At her doorstep, she hesitated, keys jingling in her hand. "You're visiting her today, aren't you?"

The air turned leaden. "Yeah."

"Tell Gwen I…" MJ shook her head, curls bouncing. "Never mind."

The cemetery was quiet, the kind of quiet that pressed against his eardrums. Gwen's headstone was simple, polished granite. Beloved Daughter. Friend. Hero. The last word made him flinch. He knelt, grass staining his knees, and traced the letters. "Hey, Gwen," he whispered. The wind rustled the trees, but it wasn't her voice. It was never her voice. "I almost hit Flash today. Again. You'd've yelled at me." His laugh came out ragged. "You were always better at… this. The whole 'being human' thing."

The walk home was slower, heavier.
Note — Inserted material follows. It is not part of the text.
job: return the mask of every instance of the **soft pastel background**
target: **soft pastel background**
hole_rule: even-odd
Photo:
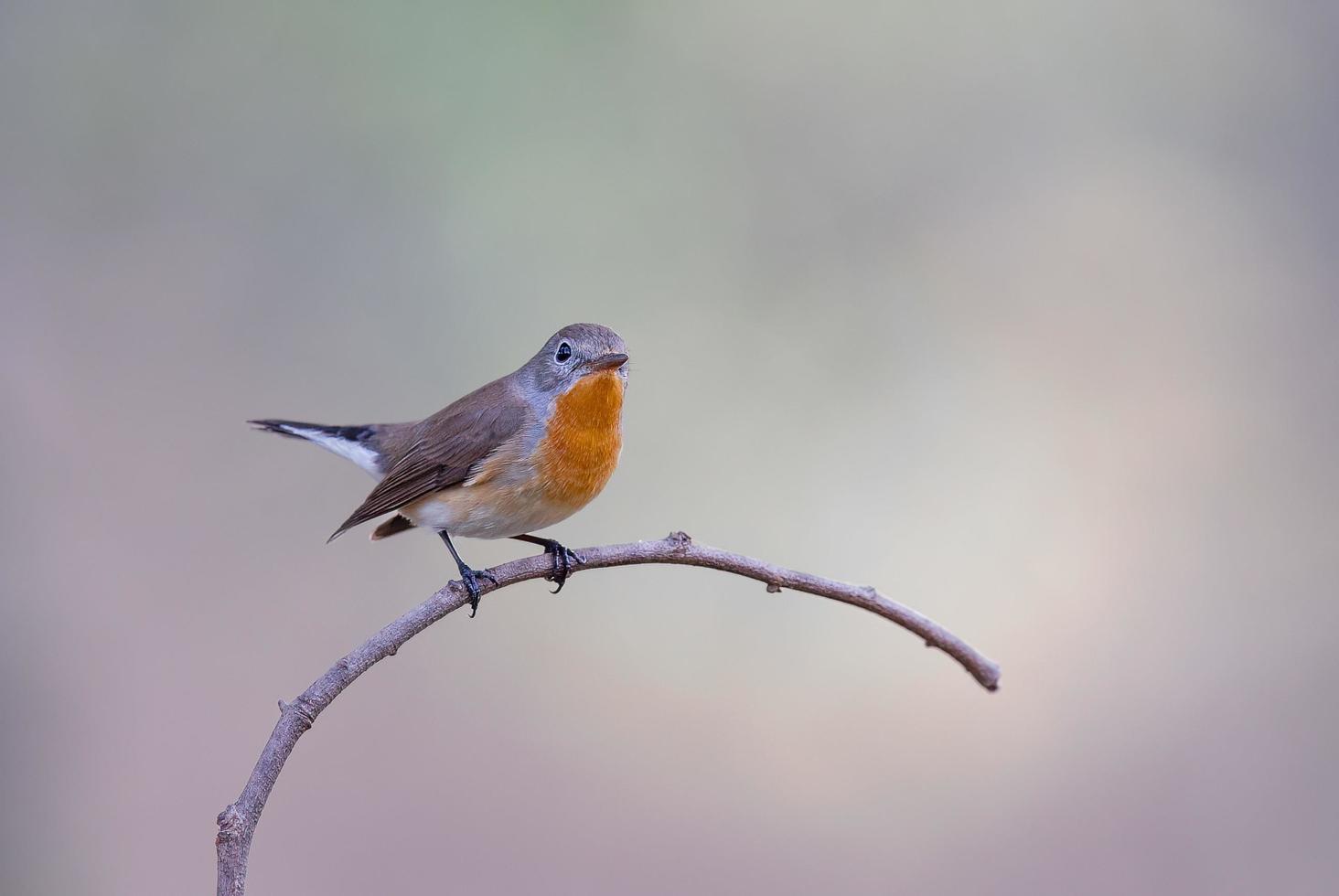
[[[0,5],[0,892],[214,885],[292,698],[441,585],[252,433],[633,355],[573,545],[303,739],[254,893],[1322,893],[1339,15]],[[491,564],[525,550],[465,542]]]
Aunt May was humming Sinatra in the kitchen, her voice wavering over the lyrics. She stood at the counter, trembling hands struggling to dice carrots. Peter stepped in silently, taking the knife. "You'll cut yourself," he said.

She swatted his arm, her touch feather-light. "I raised you, didn't I?"

He smiled, but it felt brittle. She has no idea what I've become.

The suit waited under his bed, folded neatly beneath a stack of old textbooks. Black and navy, reinforced with carbon fiber strips he'd painstakingly scavenged from Oscorp's trash. It stank of sweat and motor oil, the mask's lenses scratched from too many close calls. He slid it on, the fabric clinging like a second skin, and slipped out the window as Aunt May's TV blared the evening news.

Queens sprawled beneath him, a living, breathing beast. He swung through the canyons of brick and steel, the city's rhythm thrumming in his veins. A mugging in an alley—a woman's scream cut short as he webbed the gun to a fire escape. A carjacking on 45th—tires screeching as he yanked the driver's door clean off. He left the thieves webbed to a billboard of Captain America, their curses fading as he swung away. "Stay put, pal. Cops'll love the view."

By midnight, he'd helped a lost girl find her mom, stopped a liquor store robbery, and webbed two meth-heads trying to steal a catalytic converter. No speeches. No jokes. Just work.

He landed on his fire escape, muscles screaming. Through the window, Aunt May snored in her armchair, the TV flashing news of a "mysterious vigilante." His sketchbook lay open on the desk, a half-finished drawing of MJ mid-laugh, her edges softer than he ever dared to make her in real life.

He collapsed onto his bed, the Vagabond manga digging into his spine. Musashi stared up from the page, frozen in ink. "If you wish to control others, you must first control yourself." Peter snorted, tossing the book aside. "Easy for you to say. You didn't have to pass calculus."

Somewhere below, a siren wailed. The city kept burning.

He closed his eyes. Tomorrow would be the same.